The principal, a woman named Shama, stood on the front steps to greet her. Sally and Shama hugged, then Sally was taken away by the students, who wanted to show her all that was going on inside.
A fourth-grade class was reciting lessons in Dari, one of the two official languages spoken in Afghanistan. In another room, students were learning English. And down the hall, girls were furiously practicing handwriting on a blackboard, chalk dust flying.
Sally and Shama walked arm in arm along the school's echoing corridors. Through a translator, Sally asked questions about study plans and class sizes. As an educator, she was in her element. In a quieter moment, a few of the more studious and mature girls were brought to her for a discussion about the school and any worries they had about their safety.
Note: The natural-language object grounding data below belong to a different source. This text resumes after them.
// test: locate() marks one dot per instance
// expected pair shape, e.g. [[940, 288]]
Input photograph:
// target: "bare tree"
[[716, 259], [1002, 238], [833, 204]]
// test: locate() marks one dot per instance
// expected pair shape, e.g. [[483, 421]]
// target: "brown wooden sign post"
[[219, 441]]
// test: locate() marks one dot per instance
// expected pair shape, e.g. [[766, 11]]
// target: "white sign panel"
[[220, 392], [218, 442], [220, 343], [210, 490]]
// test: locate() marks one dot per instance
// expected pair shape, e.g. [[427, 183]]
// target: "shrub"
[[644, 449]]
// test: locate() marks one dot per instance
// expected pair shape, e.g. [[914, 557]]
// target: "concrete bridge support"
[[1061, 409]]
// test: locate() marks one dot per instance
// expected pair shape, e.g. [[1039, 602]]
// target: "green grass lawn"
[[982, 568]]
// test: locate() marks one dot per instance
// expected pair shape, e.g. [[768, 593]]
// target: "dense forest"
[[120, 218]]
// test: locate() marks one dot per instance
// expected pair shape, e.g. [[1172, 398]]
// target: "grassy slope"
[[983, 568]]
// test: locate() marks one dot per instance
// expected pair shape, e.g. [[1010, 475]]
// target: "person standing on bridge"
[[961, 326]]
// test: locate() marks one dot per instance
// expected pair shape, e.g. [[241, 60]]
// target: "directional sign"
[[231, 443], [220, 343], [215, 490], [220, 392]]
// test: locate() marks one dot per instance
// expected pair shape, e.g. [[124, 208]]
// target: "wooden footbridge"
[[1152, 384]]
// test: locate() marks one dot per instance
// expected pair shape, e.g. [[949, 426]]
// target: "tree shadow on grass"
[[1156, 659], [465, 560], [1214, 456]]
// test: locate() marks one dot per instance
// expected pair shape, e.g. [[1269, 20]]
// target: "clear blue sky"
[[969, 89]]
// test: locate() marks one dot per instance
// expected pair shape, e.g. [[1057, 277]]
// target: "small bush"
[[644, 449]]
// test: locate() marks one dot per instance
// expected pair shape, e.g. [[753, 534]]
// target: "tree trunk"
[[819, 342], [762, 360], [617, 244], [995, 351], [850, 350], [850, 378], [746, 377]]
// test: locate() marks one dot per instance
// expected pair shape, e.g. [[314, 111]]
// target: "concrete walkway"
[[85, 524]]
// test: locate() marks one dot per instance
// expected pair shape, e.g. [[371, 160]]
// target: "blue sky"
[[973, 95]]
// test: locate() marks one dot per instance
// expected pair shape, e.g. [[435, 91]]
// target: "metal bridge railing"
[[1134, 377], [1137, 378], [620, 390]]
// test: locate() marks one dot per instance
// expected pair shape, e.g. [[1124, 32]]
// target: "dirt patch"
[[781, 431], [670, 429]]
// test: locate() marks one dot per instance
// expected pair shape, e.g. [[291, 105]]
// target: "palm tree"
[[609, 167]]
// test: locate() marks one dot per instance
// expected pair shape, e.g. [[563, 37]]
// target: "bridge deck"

Pashtana, a 14-year-old with a bright face and a quick smile, was old enough to remember when the Taliban was firmly in control and forbade girls to attend school. "It was so boring," she said. "I was angry -- but we were not allowed to be angry. Our parents were afraid for us that the Taliban would beat us or put us in jail."
As Sally prepared to say goodbye, Pashtana and two other laughing girls pulled her into a classroom and painted her hands with henna.
At the front door of the school, an old rusted part from a Soviet tank, which served as a school bell, hung by a frayed rope. The guard, an elderly man with a beard and a face as weathered as his antique Kalashnikov rifle, banged a stone against the hollow metal. The clanging started a thunder of footsteps on the stairs, and a squall of schoolgirls poured out.
The students surrounded Sally, shouting in English, "Goodbye, Miss Sally! Thank you!" One of the girls playfully sneaked up behind her and pulled a blue silk burka over her head. Sally walked among the students in the garment, enjoying her last moments before heading back to Kabul. The girls laughed as she spun in a circle; the sky-blue burka billowed out in the breeze like wings -- exactly what she'd hoped her efforts would give these girls.
When Sally Goodrich returned from Afghanistan, she underwent surgery and chemotherapy for a recurrence of her ovarian cancer. But that, she says, has just made her focus more urgently on her work. "Helping these children gave us our lives back," she says. "I don't know how to thank them."